La religion, de par sa nature, doit être au service de la paix et de la fraternité. Le nom de Dieu ne peut pas être utilisé pour «justifier des actes d’homicide, d’exil, de terrorisme et d’oppression» (Document sur la fraternité humaine, Abou Dhabi, 4 février 2019). Au contraire, Dieu, qui a créé les êtres humains égaux en dignité et en droit, nous appelle à répandre amour, bienveillance, concorde. En Irak aussi l’Eglise catholique désire être amie de tous et, par le dialogue, collaborer de façon constructive avec les autres religions, à la cause de la paix. La présence très ancienne des chrétiens sur cette terre et leur contribution à la vie du pays constituent un riche héritage qui veut pouvoir se poursuivre au service de tous. Leur participation à la vie publique, en tant que citoyens jouissant pleinement de droits, de liberté et de responsabilité, témoignera qu’un sain pluralisme religieux, ethnique et culturel peut contribuer à la prospérité et à l’harmonie du pays.

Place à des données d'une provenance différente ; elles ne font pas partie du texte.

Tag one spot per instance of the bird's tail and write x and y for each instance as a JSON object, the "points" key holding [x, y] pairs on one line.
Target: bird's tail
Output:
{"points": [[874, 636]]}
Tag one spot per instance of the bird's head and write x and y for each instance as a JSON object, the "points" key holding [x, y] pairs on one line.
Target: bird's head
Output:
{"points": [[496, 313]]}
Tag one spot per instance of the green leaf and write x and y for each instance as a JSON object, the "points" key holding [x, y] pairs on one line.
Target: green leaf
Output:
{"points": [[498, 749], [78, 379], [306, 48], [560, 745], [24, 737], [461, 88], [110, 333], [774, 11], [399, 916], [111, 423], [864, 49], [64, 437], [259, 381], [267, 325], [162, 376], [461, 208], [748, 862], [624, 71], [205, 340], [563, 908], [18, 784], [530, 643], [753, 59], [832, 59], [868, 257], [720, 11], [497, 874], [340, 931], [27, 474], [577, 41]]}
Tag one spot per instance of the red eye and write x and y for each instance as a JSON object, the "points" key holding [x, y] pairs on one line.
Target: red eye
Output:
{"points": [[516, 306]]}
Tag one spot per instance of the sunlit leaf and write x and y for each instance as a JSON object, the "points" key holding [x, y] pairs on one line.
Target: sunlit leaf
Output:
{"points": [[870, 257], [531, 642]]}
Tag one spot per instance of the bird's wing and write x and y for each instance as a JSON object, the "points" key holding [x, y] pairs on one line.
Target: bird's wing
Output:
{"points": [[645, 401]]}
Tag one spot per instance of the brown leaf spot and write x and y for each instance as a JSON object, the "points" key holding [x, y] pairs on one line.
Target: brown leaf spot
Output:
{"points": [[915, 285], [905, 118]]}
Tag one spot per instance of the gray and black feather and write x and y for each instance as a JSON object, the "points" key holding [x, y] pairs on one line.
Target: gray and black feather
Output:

Chers amis, je désire exprimer encore une fois ma sincère gratitude pour tout ce que vous avez fait et continuez de faire afin d’édifier une société empreinte d’unité fraternelle, de solidarité et de concorde. Le service du bien commun qui est le vôtre est une œuvre noble. Je demande au Tout-Puissant de vous soutenir dans vos responsabilités et de vous guider tous sur la voie de la sagesse, de la justice et de la vérité. Sur chacun de vous, sur vos familles et sur les personnes qui vous sont chères, et sur tout le peuple irakien, j’invoque l’abondance des bénédictions divines. Merci.